The Personal Injury team at Lester Aldridge regularly advise clients on cases involving medical negligence, and often we are contacted by friends or relatives who feel they have to advocate on behalf of their loved one because signs of deterioration were not spotted.

At Lester Aldridge, we anticipate that Martha’s Rule will play an important role in medical negligence litigation moving forward.

With widespread implementation, Martha’s Rule is likely to set a benchmark for reasonable clinical practice. Failure to offer or facilitate a second opinion when concerns are raised may, in time, be argued as evidence of a breach of duty on the part of the NHS.

In cases where deterioration could have been prevented by earlier escalation, Claimants could point to the absence or misuse of Martha’s Rule as a missed opportunity for intervention. Expert evidence might, in the future, also argue that if a second opinion had been sought under the rule, harm would likely have been avoided.

What about maternity care?

There is widespread acknowledgment that the cost of birth injury cases is escalating and the founder of Martha’s Rule, Martha’s mother Merope Mills was quoted in the press saying that the availability of Martha’s Rule in maternity care would give women and their partners a “greater voice”.

This is something that Lester Aldridge wholly supports. We hear so often from Mums and their partners that during antenatal care and labour, their concerns were dismissed, that in the face of obvious and frightening deterioration for Mum and baby, they were made to feel that they were unnecessarily concerned. This is particularly common with first-time parents.

So often these are the cases that succeed because Mum wasn’t wrong, she knew her body, had carried her baby during pregnancy and felt strongly that something was not right. Similarly with partners / friends / family who have supported Mums through pregnancy and then into labour. They often know the subtler signs of deterioration before they show as a clinical emergency.

Conclusion

Martha’s Rule reinforces the importance of listening to patients and families / advocates and in medical negligence cases the Courts are increasingly attentive to whether patients were adequately informed in respect of their care and engaged in the process.

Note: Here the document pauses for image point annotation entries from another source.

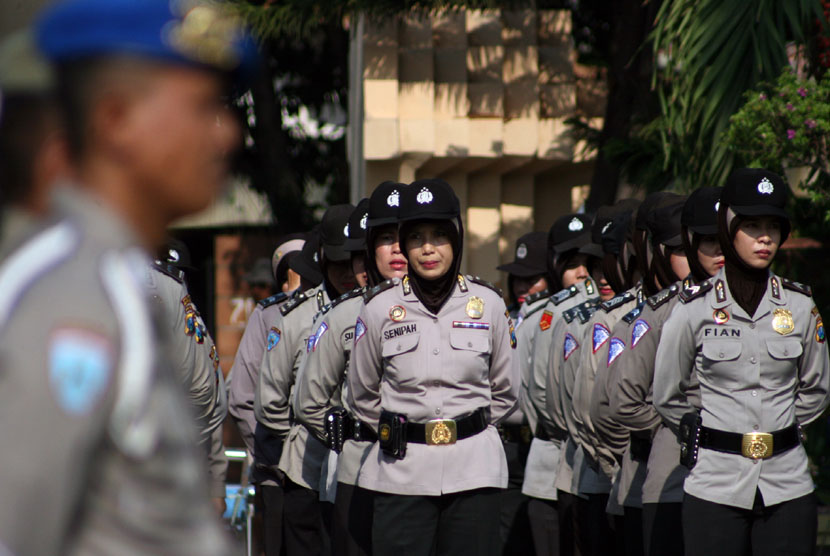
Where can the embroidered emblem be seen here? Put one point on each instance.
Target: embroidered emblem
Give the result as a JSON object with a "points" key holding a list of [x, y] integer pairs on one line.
{"points": [[394, 199], [570, 345], [638, 331], [424, 196], [274, 336], [472, 325], [397, 313], [80, 364], [475, 307], [720, 291], [615, 349], [575, 224], [359, 330], [782, 321], [600, 335], [545, 322]]}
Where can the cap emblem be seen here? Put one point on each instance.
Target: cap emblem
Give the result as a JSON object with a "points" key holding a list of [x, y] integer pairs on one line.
{"points": [[424, 196], [393, 200]]}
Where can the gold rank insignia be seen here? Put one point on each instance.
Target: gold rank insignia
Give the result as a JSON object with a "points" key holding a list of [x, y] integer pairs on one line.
{"points": [[475, 307], [397, 313], [782, 321]]}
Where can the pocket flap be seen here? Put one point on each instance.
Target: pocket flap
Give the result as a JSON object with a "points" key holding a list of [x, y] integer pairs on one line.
{"points": [[721, 350]]}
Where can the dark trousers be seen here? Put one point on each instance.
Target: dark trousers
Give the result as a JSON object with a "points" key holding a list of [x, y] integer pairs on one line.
{"points": [[463, 523], [544, 525], [272, 498], [515, 524], [305, 527], [351, 530], [595, 537], [785, 529], [632, 531], [567, 523], [662, 529]]}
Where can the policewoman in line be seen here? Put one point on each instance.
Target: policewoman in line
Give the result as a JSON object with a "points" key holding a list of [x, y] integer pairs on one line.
{"points": [[432, 366], [632, 375], [755, 341]]}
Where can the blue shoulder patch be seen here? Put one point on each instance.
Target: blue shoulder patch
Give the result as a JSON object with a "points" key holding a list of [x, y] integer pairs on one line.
{"points": [[80, 366]]}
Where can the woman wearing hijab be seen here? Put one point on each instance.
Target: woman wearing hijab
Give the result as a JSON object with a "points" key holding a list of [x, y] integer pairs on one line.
{"points": [[755, 342], [432, 370]]}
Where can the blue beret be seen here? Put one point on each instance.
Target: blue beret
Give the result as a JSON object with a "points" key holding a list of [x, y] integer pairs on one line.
{"points": [[187, 32]]}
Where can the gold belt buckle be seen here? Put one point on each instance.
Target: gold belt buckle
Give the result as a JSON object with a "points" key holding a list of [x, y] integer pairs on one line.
{"points": [[757, 445], [441, 431]]}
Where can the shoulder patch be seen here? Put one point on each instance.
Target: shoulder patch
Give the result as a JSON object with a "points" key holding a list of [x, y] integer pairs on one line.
{"points": [[273, 300], [634, 313], [696, 291], [295, 302], [615, 302], [534, 297], [562, 295], [797, 287], [663, 296], [169, 270], [370, 293], [485, 283]]}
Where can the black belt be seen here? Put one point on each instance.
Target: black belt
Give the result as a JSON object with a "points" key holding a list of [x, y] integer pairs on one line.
{"points": [[441, 430], [557, 434], [753, 445], [515, 433]]}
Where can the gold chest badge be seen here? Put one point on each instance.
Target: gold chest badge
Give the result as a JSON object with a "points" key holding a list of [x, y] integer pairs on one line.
{"points": [[475, 307], [782, 321]]}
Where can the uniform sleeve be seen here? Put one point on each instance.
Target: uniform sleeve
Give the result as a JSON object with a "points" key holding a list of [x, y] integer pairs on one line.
{"points": [[674, 367], [366, 369], [320, 377], [504, 389], [813, 373], [244, 376]]}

Martha’s Rule is a significant step forward for patient safety, already demonstrating improvements in outcomes and satisfaction. Martha’s Rule could also help to reshape the landscape of medical negligence litigation by creating a clearer duty on clinicians and Trusts to listen to patient and family concerns and provide a formal escalation pathway. Whether or not the rule was explained, accessible and followed could become a significant factor in establishing breach of duty and causation.